The taxis will be made in Shanghai starting in 2008 under an agreement signed by Manganese Bronze, the cars’ manufacturer, and Geely Holding Group of China. The contract is valued at $100 million. The model built will be a version of the TXII introduced in 2002. It features an integral, fold-down ramp for wheelchairs. It also has an intermediate step and swivel-out seat for passengers with moderate walking difficulties. For people with hearing problems it has an induction loop incorporated in the intercom system.

The rules for these cabs in London are tough.
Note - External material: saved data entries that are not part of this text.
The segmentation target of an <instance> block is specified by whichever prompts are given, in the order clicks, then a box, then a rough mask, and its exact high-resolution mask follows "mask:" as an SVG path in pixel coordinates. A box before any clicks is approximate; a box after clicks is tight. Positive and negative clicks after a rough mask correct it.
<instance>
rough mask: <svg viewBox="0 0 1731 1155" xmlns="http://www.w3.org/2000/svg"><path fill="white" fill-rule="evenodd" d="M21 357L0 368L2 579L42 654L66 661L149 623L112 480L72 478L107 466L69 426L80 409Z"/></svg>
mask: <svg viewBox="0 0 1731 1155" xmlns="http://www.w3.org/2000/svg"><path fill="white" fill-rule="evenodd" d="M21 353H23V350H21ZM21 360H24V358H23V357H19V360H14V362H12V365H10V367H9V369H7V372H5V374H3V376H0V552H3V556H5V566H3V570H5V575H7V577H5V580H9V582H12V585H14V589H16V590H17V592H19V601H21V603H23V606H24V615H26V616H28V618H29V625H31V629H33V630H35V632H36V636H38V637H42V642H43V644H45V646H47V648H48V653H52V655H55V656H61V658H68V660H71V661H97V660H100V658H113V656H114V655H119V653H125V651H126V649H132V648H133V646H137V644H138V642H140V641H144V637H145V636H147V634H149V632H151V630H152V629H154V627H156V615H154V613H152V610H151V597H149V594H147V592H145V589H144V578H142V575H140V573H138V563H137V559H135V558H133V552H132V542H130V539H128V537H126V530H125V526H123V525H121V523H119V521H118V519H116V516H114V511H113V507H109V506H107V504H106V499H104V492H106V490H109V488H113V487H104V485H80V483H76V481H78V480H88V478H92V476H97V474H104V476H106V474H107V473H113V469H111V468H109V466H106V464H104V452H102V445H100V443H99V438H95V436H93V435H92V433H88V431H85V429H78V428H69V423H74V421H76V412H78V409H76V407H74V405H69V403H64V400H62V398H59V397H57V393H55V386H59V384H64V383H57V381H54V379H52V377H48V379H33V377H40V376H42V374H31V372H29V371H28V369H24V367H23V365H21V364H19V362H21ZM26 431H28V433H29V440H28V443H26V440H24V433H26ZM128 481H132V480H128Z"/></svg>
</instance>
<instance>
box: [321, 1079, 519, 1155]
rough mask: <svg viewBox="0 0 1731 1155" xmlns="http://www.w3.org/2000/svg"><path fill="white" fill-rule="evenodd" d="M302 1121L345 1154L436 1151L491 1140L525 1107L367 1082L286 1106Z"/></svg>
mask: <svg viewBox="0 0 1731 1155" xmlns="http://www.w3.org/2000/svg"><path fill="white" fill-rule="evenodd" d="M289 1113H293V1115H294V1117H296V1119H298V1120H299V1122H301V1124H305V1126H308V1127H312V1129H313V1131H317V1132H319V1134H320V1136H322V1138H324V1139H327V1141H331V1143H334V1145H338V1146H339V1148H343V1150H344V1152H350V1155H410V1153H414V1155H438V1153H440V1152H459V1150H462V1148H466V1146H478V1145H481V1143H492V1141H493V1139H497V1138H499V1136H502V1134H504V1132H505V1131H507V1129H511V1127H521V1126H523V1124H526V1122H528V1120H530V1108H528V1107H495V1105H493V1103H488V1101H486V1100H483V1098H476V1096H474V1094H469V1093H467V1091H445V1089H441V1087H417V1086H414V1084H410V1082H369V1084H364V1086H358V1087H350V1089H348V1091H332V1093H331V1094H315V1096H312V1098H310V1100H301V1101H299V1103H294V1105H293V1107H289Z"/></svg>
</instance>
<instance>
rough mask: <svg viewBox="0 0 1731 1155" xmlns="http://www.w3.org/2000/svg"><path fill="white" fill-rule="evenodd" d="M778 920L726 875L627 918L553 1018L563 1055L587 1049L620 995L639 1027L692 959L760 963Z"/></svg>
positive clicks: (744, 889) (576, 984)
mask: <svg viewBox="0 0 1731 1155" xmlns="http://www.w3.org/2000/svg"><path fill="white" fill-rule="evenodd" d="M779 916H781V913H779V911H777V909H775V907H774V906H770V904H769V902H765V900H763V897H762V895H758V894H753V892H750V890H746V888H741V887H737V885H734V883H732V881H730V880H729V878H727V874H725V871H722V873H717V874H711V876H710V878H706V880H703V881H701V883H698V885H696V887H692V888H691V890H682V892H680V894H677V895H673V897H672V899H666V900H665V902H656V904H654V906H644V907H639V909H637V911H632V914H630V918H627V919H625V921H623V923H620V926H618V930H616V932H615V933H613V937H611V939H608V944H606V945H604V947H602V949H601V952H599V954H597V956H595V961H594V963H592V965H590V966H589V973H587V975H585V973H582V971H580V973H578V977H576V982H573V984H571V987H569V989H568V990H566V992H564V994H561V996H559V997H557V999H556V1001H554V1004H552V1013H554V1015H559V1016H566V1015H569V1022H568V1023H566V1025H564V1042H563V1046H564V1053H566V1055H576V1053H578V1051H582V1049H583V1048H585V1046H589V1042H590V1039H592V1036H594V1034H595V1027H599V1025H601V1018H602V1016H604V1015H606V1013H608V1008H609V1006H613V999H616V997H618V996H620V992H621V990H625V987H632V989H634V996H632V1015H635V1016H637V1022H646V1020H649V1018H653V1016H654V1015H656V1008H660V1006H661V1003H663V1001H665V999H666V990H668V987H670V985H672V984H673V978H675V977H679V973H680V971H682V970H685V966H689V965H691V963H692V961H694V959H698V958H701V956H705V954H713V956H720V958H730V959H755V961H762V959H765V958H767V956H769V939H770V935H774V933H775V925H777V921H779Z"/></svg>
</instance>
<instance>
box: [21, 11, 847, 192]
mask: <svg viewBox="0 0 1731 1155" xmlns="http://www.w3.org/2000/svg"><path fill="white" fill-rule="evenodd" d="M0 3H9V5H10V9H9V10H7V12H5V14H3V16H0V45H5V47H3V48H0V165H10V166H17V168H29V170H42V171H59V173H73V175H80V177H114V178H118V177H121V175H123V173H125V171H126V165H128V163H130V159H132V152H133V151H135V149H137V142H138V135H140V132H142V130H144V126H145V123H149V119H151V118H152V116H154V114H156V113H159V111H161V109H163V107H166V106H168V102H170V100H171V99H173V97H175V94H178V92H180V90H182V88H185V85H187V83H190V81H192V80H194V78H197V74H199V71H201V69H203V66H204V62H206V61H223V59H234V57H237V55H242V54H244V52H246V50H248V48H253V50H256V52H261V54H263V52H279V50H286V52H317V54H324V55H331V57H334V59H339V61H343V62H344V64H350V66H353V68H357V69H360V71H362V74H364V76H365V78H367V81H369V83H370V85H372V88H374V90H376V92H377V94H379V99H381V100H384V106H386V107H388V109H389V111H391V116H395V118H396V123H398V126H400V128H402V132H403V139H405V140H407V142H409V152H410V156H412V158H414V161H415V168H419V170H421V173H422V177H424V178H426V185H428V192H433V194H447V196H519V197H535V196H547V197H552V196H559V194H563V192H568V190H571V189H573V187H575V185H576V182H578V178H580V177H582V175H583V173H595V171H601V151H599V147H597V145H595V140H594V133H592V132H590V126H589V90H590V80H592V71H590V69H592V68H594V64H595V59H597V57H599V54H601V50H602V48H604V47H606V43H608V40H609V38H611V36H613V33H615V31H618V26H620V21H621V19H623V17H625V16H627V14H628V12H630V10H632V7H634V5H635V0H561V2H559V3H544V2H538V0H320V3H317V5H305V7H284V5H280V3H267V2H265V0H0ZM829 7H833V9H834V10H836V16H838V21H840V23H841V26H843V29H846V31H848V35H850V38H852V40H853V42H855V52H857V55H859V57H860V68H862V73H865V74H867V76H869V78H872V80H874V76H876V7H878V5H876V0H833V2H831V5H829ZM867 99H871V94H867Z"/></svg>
Drivers have to pass a test of London’s streets called ‘the Knowledge’. This will not apply in China.

London taxis are also required to have a 25-foot, or 7.6-meter, turning circle, a roof high enough to accommodate a passenger wearing a bowler hat, and an entrance no higher than 15 inches from the ground.

Manganese Bronze is reducing costs and trying to sell the taxis beyond Britain, where it has made more than 100,000 since 1948. About 1 million taxis and limousines are sold a year in China, according to Manganese Bronze, which will also keep building the vehicles at its factory in Coventry, England.

Geely, the biggest privately owned carmaker in China, will sell the cars in Asia, and Manganese Bronze will sell them in the rest of the world.